For the N. gonorrhoeae data of the manuscript, we were interested in particular sequences and SNPs. This means using custom reference data as opposed to one of the public reference sets (the use of which is described in the ARIBA wiki page). If you just want to use a public database, then use the command "ariba getref" instead.
We are interested in several reference sequences, some of which are coding seqeunces and others are not, and particular variants in those sequences. The idea is to generate input files to ARIBA that contain all the sequences and variants of interest, using the ARIBA function aln2meta.

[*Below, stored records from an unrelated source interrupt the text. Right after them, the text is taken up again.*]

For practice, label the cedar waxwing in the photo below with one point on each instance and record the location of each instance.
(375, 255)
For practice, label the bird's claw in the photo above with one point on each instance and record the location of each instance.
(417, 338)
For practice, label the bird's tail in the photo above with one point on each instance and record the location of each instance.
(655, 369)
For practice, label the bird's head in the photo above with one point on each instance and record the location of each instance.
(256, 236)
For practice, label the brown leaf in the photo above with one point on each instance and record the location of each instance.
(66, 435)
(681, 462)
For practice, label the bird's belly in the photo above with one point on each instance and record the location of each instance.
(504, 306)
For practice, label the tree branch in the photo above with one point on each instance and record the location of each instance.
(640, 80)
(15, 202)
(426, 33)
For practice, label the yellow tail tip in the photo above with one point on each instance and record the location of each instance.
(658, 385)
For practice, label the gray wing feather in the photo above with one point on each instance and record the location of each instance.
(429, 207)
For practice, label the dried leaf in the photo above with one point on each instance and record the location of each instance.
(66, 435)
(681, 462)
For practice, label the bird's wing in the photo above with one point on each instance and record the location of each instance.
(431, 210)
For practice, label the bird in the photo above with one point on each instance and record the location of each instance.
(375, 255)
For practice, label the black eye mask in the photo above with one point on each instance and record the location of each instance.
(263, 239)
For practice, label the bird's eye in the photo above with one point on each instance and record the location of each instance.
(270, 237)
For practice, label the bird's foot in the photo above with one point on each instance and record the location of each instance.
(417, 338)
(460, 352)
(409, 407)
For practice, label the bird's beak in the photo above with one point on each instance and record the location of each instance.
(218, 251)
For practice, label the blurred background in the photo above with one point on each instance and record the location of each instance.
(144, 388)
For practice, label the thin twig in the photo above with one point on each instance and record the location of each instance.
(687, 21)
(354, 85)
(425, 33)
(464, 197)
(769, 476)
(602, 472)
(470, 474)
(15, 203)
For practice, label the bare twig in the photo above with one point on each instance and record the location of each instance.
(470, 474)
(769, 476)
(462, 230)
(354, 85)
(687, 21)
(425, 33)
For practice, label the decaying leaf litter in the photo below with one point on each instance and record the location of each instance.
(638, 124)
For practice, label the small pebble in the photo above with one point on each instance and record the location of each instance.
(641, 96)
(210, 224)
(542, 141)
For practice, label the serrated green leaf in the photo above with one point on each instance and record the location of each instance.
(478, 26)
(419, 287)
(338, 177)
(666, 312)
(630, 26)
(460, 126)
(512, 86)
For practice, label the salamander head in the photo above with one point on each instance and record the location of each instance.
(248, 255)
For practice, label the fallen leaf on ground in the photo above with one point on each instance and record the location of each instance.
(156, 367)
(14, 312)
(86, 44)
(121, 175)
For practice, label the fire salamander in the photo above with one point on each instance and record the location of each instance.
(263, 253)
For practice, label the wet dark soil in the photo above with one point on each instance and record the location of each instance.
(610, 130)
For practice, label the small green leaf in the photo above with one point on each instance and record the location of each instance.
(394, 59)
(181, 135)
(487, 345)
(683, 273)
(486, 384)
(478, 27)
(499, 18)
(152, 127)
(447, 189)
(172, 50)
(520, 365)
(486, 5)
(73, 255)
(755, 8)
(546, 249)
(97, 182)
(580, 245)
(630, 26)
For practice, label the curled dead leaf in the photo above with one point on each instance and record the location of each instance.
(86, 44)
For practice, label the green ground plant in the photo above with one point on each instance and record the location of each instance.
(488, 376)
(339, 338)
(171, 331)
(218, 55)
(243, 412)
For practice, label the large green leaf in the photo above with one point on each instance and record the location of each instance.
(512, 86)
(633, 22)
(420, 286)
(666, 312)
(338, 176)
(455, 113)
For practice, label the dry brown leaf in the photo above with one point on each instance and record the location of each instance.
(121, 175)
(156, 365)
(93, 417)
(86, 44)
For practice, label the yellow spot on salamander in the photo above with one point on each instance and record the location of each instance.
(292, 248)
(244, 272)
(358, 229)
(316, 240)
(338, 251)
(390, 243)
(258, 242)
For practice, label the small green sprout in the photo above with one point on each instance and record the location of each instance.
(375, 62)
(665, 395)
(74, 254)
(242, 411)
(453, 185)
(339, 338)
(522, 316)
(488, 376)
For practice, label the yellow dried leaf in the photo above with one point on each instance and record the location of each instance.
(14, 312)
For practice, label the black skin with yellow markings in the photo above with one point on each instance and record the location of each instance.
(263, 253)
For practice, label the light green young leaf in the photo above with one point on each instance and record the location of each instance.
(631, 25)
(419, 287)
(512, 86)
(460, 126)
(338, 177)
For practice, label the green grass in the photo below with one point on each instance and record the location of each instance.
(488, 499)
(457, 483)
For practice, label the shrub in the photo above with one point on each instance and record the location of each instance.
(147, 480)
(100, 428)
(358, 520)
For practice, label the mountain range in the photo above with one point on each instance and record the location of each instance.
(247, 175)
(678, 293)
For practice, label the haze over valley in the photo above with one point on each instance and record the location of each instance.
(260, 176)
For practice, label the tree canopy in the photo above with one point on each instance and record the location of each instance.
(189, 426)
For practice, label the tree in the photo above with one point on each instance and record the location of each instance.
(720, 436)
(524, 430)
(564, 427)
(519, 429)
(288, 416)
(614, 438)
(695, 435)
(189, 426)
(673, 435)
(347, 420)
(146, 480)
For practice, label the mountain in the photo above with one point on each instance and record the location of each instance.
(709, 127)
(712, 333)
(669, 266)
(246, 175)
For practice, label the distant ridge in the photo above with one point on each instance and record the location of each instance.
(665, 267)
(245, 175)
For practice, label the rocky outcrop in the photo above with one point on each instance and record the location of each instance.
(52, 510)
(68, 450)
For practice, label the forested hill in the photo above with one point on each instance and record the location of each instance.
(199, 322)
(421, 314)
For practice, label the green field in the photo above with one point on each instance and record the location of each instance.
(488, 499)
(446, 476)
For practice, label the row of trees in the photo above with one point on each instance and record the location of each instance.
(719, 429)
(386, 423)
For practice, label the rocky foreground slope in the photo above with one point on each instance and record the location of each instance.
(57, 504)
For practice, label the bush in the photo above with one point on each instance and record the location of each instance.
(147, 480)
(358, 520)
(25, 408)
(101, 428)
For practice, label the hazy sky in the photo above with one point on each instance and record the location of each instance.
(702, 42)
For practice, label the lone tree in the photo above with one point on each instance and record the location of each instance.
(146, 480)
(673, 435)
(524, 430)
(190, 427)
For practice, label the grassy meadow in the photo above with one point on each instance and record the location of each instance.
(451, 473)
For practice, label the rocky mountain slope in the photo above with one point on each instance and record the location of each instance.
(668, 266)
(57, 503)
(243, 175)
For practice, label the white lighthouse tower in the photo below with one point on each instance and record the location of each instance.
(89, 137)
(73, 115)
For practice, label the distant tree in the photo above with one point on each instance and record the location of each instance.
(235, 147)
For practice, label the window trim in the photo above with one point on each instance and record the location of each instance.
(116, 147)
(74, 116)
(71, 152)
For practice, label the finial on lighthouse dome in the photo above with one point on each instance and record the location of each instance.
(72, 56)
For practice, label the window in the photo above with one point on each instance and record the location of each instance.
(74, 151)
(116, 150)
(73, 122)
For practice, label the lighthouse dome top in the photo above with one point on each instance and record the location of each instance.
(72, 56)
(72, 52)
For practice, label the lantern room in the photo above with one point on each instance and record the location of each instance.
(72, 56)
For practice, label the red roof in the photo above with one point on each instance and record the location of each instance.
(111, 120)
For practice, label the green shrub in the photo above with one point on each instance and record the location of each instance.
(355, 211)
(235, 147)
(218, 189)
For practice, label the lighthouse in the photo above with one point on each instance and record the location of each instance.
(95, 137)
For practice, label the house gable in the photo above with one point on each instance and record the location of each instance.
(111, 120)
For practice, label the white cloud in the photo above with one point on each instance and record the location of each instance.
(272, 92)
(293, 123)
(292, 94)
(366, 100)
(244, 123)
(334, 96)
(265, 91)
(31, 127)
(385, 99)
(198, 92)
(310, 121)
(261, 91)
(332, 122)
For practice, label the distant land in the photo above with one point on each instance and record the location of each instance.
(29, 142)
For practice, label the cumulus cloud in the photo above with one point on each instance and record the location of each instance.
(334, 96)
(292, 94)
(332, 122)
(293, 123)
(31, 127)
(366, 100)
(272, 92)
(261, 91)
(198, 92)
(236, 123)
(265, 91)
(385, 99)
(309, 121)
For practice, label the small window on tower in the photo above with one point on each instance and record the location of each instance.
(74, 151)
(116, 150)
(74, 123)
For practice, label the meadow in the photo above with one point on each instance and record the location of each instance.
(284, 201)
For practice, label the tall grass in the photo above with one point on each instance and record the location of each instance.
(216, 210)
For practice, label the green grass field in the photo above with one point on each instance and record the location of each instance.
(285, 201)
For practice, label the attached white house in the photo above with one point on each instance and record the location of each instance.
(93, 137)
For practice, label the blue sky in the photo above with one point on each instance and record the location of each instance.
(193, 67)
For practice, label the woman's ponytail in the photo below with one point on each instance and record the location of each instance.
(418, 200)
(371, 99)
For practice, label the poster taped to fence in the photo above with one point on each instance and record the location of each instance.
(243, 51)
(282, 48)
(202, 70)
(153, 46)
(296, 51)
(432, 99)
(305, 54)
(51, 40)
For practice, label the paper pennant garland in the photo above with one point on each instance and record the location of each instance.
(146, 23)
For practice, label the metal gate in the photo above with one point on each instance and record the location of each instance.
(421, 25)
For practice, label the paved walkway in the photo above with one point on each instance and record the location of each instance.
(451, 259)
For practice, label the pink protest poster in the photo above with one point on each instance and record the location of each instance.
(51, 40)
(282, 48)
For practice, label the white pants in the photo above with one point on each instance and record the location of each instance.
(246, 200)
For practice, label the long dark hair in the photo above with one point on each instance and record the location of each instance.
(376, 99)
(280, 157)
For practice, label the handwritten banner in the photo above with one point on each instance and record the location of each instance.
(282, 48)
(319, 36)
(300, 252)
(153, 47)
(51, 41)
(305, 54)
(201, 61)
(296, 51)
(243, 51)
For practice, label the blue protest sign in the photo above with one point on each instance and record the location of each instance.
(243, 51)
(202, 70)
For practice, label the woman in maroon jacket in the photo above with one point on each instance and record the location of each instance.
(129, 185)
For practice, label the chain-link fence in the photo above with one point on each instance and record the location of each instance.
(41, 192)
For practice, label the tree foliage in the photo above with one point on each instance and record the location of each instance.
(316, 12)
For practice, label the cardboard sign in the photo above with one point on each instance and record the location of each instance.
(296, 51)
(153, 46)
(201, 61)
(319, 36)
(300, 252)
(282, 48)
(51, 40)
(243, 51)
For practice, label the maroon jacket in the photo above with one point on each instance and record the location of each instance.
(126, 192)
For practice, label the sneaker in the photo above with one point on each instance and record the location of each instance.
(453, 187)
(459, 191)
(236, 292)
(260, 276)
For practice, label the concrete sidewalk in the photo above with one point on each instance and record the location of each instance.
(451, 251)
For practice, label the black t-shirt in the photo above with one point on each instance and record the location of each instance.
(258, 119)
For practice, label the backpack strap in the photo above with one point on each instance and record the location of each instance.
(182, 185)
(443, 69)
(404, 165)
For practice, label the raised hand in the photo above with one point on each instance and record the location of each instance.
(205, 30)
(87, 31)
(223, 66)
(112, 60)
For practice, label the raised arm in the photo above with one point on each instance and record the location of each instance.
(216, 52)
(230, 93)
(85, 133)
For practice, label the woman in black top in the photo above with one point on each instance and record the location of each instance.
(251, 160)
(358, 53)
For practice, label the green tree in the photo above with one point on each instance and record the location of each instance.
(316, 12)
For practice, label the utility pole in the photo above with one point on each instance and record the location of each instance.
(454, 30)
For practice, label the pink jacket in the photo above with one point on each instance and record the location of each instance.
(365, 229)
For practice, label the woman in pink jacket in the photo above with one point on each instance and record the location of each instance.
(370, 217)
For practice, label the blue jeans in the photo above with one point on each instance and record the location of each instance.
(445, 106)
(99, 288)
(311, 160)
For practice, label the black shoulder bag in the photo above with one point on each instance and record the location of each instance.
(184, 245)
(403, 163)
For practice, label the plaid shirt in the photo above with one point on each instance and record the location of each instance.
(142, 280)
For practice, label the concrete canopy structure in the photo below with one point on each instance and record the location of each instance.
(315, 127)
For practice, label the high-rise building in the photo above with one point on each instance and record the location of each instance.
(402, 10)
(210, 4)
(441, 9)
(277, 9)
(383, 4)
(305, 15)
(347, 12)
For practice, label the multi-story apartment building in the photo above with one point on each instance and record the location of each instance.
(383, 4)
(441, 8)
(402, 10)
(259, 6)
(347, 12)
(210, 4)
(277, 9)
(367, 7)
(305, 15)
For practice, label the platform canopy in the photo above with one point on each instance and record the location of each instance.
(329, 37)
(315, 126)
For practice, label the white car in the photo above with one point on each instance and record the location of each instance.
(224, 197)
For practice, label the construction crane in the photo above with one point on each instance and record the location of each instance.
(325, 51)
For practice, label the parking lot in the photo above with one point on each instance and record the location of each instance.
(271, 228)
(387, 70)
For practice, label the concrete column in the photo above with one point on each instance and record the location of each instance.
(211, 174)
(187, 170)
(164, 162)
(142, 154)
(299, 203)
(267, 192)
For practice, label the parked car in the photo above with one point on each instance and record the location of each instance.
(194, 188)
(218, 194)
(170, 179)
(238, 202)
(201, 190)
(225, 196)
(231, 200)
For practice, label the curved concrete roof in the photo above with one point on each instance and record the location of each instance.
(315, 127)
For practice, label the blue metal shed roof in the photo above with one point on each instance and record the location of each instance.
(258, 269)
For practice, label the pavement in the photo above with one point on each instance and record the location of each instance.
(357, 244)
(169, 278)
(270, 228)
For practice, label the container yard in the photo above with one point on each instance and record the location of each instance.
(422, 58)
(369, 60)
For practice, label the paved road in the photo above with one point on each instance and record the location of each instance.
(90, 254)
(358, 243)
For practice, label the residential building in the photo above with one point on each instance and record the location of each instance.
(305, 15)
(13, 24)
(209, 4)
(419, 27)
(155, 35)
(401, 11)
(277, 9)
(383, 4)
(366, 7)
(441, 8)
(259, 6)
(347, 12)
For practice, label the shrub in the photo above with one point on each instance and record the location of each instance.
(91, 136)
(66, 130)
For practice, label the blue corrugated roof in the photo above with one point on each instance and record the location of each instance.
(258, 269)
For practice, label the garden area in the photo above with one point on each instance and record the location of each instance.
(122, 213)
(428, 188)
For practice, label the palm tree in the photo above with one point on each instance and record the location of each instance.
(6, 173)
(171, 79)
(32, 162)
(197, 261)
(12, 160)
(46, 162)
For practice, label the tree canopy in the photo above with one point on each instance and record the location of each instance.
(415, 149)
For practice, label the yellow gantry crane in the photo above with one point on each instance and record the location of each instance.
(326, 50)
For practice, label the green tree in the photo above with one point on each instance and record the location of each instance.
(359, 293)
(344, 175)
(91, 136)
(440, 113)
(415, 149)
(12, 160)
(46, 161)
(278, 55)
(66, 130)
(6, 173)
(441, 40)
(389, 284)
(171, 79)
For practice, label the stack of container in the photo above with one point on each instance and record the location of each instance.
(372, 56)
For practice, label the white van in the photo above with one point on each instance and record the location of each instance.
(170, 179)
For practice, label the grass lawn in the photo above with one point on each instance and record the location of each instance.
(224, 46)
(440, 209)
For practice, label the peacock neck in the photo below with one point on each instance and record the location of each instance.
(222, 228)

First, let's change to the directory with the reference data.
In [ ]:cd data/Ref/
We start by describing folP, but the method is (nearly) the same for all other sequences.
There are several alleles of folP and we want to include them all the ARIBA database. We have a SNP of interest R228S in the sequence in the allele called "folP.WHO_F_01537c", which confers resistance to sulphonamides. When we run ARIBA, a particular sample may have a different allele from folP.WHO_F_01537c, but we would still like to know whether it has the SNP R228S. However, the position may not be 228 because of insertion or deletions. So we use a multiple alignment of all the reference alleles, and just supply the SNP to ARIBA in one of the alleles, in this case folP.WHO_F_01537c.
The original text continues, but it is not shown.